6.033 2011 Lecture 14: Time & Ordering

There's several ways in which time might be used in computer systems:
  Time intervals: how long did some operation take?
  Calendar time: what time/date did some event happen at?
  Ordering of events: in what order did some events happen?

Measuring time intervals
  Need physical device to produce events ("ticks") with a well-known frequency.
  [ slide with physical oscillators ]
  RC circuits in certain configurations.
  Crystal (quartz) oscillators.
  Cesium atom oscillators.
    Attractive because 1 second is defined in terms of #cesium oscillations.
  Keep a counter of the number of oscillations.
  If the frequency is known, time period (in seconds) = counter / frequency.
  E.g., common frequency for quartz oscillators is 32768 Hz.
    Cheap to manufacture, low power, easy to divide by 2^15.

Keeping track of calendar time
  Typically, calendar time is represented using a counter from some fixed epoch.
  For example, Unix time is #seconds since midnight UTC at start of Jan 1, 1970.
  A program might convert this counter value into human-readable date/time,
    and vice-versa.
  Conversion requires two more inputs: time zone, data on leap seconds.
  E.g., start of lecture is 1301335500 seconds after the Unix epoch.
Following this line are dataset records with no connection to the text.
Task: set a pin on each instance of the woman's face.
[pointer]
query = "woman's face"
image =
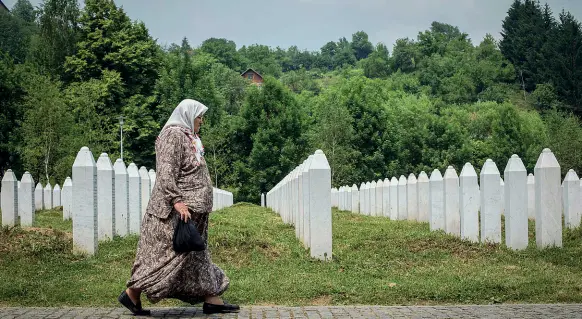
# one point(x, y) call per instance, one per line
point(197, 123)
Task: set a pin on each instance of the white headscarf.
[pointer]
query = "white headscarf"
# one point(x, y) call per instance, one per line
point(183, 116)
point(185, 113)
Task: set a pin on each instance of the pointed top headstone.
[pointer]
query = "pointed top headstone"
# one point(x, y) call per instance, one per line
point(514, 165)
point(27, 178)
point(450, 173)
point(9, 176)
point(84, 158)
point(468, 170)
point(412, 178)
point(436, 175)
point(547, 159)
point(104, 163)
point(571, 176)
point(489, 168)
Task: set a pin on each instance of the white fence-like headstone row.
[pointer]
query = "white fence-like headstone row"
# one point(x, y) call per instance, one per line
point(102, 199)
point(303, 200)
point(471, 207)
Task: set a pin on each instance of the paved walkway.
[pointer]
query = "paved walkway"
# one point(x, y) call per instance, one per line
point(569, 311)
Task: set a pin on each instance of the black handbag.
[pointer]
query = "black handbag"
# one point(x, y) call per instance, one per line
point(187, 238)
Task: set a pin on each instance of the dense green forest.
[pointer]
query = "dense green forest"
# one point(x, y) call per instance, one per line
point(67, 74)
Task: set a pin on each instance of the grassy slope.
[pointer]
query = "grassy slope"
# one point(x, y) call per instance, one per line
point(376, 261)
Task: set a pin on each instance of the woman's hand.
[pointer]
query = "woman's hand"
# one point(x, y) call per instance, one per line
point(183, 210)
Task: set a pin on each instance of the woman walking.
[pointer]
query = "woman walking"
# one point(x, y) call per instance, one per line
point(183, 191)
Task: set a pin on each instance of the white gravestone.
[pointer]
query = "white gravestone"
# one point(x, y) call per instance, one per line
point(502, 187)
point(469, 203)
point(366, 201)
point(305, 200)
point(57, 196)
point(393, 198)
point(85, 237)
point(349, 198)
point(320, 207)
point(436, 206)
point(26, 200)
point(491, 204)
point(515, 204)
point(134, 199)
point(402, 200)
point(412, 197)
point(548, 201)
point(39, 197)
point(9, 199)
point(531, 197)
point(152, 174)
point(379, 197)
point(67, 198)
point(572, 200)
point(422, 190)
point(386, 198)
point(452, 214)
point(372, 205)
point(355, 199)
point(48, 196)
point(105, 197)
point(361, 200)
point(145, 189)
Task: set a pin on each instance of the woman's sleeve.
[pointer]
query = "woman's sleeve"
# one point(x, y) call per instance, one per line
point(169, 162)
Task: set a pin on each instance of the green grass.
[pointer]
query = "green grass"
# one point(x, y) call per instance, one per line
point(375, 261)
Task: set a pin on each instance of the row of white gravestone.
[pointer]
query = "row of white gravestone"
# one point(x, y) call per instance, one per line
point(462, 207)
point(303, 200)
point(104, 200)
point(109, 200)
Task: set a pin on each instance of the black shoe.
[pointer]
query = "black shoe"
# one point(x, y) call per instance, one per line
point(136, 310)
point(208, 308)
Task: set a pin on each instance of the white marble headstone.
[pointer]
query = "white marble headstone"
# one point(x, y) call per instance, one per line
point(490, 203)
point(452, 214)
point(26, 200)
point(105, 197)
point(436, 206)
point(85, 235)
point(9, 202)
point(516, 227)
point(422, 189)
point(469, 203)
point(548, 201)
point(412, 197)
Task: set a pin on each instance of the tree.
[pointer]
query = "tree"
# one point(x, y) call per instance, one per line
point(48, 149)
point(224, 51)
point(108, 40)
point(361, 46)
point(405, 55)
point(57, 39)
point(15, 35)
point(524, 31)
point(269, 136)
point(24, 10)
point(332, 132)
point(12, 94)
point(569, 62)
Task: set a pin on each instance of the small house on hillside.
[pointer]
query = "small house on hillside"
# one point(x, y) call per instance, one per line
point(3, 6)
point(253, 76)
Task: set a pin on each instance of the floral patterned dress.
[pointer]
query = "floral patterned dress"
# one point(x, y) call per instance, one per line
point(160, 272)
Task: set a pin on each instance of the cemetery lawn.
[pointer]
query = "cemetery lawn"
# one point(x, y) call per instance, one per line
point(376, 262)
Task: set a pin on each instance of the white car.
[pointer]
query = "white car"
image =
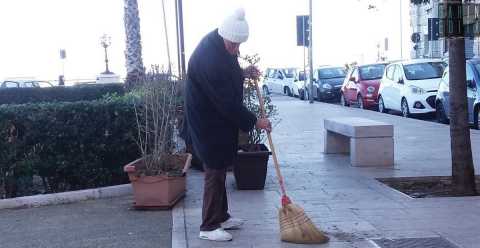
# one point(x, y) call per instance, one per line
point(282, 81)
point(410, 86)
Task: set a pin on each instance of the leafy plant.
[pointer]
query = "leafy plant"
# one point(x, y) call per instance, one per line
point(62, 146)
point(250, 99)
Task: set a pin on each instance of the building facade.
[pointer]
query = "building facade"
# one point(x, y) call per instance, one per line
point(423, 47)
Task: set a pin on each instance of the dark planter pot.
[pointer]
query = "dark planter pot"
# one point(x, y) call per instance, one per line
point(250, 168)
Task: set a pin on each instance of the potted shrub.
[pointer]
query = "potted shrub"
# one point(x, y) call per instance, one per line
point(158, 178)
point(250, 166)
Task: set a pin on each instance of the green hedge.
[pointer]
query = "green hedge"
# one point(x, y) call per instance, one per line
point(59, 93)
point(55, 147)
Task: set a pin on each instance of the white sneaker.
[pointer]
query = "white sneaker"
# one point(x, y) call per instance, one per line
point(232, 223)
point(216, 235)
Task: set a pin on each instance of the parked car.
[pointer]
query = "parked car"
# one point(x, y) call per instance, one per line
point(327, 81)
point(25, 84)
point(410, 86)
point(361, 86)
point(442, 102)
point(282, 81)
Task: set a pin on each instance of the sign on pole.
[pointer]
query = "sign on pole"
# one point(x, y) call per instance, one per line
point(303, 31)
point(63, 54)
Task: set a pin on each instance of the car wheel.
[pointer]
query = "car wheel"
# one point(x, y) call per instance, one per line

What happens when you turn off your computer?
  No need to track time intervals, but still want to keep calendar time.
  Separate "Real-Time Clock" (RTC) chip remains powered, with battery/capacitor.
  OS reads the time from RTC on bootup, writes it back periodically.

Properties / quality of a clock
  Resolution, range: what kinds of times can be represented?
    A property of our counter representation.
    E.g. 32-bit Unix time can represent calendar time until 2038 (2^31 seconds),
         resolution 1 sec.
    A 32-bit unsigned counter with a 32768 Hz crystal can represent time up to
         ~1.5 days, but with much better resolution.
    128-bit counter (64-bit # seconds, 64-bit fraction of a second) would be
         sufficient for almost any purpose (both resolution and range), but
         most systems use less general representations.
    RTC chip typically tracks seconds (when computer powered off).
    When CPU is running, can measure w/ resolution of CPU's clock (e.g., 2GHz).
  Precision: how close is the diff between two counter values to elapsed time?
    How precisely do we know oscillator's freq?
    How precisely do we measure oscillations?
    E.g., underlying oscillator might change frequency with temperature.
  Accuracy: how close is the calendar time to an official time, at some instant?
    Property of how well our counter is synchronized with official time.
    Accuracy can degrade over time with poor precision.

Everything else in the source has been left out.